Looting, maiming, slaughtering, El Gaucho launched his colossal plot to unite the Underworld—to make himself King of America! No torture was too cruel for him to employ; no deed too bloody; no life too precious, except his own. Richard Wentworth—the Spider, who exacts justice when the Law fails—realized he alone could save America from wanton butchery, in spite of the grim reward posted for his head—its own weight in the purest gold!
“King of the Red Killers” is the 24th Spider novel and was originally published in September 1935. Although not a South American cowboy, El Gaucho is the bad guy in this novel, King Carlos of Bethania, apparently a Balkan country. At the beginning of the novel he seems to be just another of Page’s super-criminals bent on taking over all criminal activity in the US; he starts in the western US, but moves east when invited by the New York underworld. El Gaucho brings his army and has the support of Wilhelm Von Hapszollern, Crown Prince of Ruthia, and a neighboring country to Bethania. The prince is betrothed to the king’s niece, Carollota.
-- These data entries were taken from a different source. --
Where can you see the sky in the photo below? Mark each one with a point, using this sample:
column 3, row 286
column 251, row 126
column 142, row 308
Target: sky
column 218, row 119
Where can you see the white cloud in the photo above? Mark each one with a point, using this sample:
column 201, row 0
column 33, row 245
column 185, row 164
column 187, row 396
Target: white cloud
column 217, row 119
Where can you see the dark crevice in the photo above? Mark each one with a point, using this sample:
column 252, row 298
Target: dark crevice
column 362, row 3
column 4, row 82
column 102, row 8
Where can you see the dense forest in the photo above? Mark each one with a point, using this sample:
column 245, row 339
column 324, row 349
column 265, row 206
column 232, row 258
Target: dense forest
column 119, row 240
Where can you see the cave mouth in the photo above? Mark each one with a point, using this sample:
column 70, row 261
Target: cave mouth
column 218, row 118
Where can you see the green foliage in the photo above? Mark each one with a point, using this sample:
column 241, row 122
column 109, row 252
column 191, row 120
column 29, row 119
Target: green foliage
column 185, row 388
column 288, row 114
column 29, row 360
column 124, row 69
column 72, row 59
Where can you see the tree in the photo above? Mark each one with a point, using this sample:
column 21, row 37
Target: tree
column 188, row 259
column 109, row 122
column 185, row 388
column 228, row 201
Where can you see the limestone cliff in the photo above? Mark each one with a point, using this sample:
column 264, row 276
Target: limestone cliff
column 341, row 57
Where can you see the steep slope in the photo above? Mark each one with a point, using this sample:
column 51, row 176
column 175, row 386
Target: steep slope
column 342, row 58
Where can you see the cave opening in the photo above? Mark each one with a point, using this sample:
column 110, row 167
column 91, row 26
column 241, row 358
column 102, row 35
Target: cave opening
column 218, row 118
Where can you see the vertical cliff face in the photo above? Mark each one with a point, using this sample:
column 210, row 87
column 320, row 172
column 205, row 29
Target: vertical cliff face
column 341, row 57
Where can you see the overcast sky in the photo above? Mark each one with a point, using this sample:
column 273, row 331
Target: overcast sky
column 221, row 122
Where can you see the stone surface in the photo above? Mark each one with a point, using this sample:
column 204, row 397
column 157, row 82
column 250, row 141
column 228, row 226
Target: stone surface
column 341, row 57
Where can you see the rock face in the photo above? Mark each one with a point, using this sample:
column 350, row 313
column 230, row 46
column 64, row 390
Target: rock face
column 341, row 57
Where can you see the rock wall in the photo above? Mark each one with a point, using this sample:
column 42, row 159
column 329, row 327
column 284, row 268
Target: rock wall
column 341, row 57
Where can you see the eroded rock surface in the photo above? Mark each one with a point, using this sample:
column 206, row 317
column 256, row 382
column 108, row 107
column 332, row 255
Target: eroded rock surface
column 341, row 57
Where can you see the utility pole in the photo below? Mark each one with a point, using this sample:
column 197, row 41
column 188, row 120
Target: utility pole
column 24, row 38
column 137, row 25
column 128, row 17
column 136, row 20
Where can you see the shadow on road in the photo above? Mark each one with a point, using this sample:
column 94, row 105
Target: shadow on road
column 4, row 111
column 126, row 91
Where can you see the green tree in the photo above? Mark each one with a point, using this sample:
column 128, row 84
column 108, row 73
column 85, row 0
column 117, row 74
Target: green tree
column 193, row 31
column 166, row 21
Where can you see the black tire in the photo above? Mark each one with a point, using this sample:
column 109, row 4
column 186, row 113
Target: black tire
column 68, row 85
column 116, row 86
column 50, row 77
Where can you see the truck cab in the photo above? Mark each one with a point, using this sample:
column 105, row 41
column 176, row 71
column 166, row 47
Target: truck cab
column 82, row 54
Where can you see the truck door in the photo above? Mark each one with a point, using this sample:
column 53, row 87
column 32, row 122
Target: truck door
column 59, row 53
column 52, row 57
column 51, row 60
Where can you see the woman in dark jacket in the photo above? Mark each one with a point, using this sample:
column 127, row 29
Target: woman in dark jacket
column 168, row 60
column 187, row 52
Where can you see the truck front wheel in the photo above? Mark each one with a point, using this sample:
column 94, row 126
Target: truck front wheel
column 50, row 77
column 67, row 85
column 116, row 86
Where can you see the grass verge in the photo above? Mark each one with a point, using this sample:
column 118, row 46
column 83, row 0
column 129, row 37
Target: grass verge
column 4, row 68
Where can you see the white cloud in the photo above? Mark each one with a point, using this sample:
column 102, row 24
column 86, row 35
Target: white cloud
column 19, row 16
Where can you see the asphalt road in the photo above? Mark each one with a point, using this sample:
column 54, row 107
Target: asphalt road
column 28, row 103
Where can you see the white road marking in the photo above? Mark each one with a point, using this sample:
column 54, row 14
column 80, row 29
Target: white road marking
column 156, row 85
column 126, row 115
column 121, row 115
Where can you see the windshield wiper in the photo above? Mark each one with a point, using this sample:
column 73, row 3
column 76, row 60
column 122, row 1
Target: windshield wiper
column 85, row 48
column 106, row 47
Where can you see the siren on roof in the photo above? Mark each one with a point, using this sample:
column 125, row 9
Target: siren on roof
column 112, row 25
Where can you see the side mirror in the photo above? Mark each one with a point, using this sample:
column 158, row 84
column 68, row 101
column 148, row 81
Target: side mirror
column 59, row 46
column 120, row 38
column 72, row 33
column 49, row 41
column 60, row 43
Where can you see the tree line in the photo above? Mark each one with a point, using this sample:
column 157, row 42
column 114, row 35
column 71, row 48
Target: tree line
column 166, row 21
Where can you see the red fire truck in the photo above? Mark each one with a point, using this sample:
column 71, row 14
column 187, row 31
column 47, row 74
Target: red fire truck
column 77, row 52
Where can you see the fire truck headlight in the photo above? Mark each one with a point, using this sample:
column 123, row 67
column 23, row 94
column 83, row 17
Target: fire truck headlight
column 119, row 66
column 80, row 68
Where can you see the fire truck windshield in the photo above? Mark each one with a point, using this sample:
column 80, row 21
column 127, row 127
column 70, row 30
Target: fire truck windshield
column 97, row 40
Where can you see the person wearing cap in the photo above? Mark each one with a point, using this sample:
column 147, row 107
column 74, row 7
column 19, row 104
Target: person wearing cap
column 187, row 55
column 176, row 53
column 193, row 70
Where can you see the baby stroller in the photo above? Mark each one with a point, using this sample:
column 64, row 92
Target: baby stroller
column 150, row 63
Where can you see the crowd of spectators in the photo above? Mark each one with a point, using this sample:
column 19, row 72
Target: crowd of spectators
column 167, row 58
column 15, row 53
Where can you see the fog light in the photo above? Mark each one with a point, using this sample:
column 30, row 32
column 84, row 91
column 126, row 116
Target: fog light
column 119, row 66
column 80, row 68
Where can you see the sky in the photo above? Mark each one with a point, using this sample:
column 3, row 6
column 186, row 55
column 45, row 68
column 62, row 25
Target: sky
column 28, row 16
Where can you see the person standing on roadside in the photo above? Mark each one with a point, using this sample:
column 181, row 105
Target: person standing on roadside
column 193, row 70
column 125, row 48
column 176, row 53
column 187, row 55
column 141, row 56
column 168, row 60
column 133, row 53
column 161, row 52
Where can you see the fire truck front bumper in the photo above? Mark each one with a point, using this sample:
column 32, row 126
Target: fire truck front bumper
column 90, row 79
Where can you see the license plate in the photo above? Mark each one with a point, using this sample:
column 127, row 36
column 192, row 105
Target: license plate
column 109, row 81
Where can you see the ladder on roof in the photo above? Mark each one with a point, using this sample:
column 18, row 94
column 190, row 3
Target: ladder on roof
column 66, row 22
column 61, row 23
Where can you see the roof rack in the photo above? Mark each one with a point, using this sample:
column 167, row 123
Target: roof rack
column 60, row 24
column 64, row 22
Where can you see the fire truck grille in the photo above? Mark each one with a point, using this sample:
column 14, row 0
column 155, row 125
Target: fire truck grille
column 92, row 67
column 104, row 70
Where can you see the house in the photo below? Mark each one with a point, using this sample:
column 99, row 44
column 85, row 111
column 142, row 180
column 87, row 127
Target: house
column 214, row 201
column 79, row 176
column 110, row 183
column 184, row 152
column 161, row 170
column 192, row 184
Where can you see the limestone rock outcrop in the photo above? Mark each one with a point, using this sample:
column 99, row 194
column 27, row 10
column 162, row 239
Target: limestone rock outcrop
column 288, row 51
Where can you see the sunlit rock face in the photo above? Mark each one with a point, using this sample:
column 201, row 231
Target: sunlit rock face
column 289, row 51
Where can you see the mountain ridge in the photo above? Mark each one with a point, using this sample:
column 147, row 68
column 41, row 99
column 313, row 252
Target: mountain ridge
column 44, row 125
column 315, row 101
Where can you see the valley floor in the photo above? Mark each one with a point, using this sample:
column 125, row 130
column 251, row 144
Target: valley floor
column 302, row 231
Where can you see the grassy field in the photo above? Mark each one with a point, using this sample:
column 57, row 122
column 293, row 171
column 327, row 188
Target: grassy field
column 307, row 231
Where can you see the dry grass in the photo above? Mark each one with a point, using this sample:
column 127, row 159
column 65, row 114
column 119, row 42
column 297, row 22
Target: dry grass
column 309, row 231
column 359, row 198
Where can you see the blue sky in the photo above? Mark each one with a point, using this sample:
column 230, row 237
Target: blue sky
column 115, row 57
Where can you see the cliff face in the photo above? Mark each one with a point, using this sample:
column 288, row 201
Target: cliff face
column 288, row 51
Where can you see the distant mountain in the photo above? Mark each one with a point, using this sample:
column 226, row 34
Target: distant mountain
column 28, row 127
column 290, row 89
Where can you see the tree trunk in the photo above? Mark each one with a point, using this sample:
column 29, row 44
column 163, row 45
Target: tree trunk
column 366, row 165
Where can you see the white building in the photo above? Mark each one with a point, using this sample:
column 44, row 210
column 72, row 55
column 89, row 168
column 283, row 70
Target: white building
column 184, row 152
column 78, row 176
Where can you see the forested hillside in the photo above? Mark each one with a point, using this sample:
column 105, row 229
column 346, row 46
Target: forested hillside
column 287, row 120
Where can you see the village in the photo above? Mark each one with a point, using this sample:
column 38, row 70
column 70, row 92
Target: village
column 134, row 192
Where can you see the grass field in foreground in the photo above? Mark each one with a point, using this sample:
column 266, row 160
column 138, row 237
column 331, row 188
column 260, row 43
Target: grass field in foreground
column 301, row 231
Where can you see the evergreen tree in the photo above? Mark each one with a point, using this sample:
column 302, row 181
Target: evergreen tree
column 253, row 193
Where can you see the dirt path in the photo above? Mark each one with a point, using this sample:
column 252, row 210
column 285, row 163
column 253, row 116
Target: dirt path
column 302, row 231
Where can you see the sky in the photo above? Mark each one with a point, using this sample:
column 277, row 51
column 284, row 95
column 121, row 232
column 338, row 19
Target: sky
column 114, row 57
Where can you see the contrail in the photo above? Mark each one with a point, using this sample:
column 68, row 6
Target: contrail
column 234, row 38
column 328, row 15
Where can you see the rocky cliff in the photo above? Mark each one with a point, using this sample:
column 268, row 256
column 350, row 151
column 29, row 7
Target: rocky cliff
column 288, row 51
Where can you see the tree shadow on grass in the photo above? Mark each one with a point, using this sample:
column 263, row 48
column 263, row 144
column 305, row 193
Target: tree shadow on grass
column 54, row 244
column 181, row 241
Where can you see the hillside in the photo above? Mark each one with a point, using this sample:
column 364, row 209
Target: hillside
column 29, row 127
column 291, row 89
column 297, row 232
(Note: Until the end of World War I, the Habsburgs/Hapsburgs ruled the Austro-Hungarian Empire, which controlled much of the Balkans, and the Hohenzollerns ruled the German Empire and earlier the Prussian Empire. So, it seems that Wilhelm’s name was somehow an amalgamation of the two. Both Carlos and Wilhelm seem to speak German. Of course, neither Ruthia nor Bethania have ever existed as real countries in the Balkans.)
Initially El Gaucho is using the proceeds of his American criminal activities to support retention of his crown and country. After smaller burglaries, El Gaucho forces with battles in the west to take over entire towns, starting with Grand Junction (CO?) between El Gaucho’s troops. The next stop is New York City where Wentworth discovers on arrival in the city that the real plan is to destroy 11 major cities in the US and Canada with bombs with underworld help to establish himself as the king of these two countries. His goal as characterized by Page: “World domination was his crazy dream.”
Of course, no official with a sane mind will believe Wentworth given the oddity of the threat, which leaves it up to the Spider to resolve the issue. El Gaucho had offered a price on the head of the Spider literally, the weight of his head in gold (which seems less monetarily than other rewards that have been offered for the Spider). Wentworth uses the offer to end the invasion of the US.
Prof Brownlee’s grandson, Tom Barker, plays a part, which has the side benefit of regurgitating all the emotions of his death since he died two issues back in “Dragon Lord of the Underworld.” Barker falls in love with Carollota, the niece and bride-to-be of the two royals. Hopeless though their love might seem, the noble Barker wins her in the end!
King Carlos (i.e. El Gaucho) and Prince Wilhelm would have to have been certifiably crazy to attempt the conquest of the US and Canada, which to some degree Page paints them. However, despite this slip in logic, which is not unusual for Page, we have another fast-moving Spider tale. For me, I must admit that my logic circuits were crying “non sequitur” through much of the end of this one!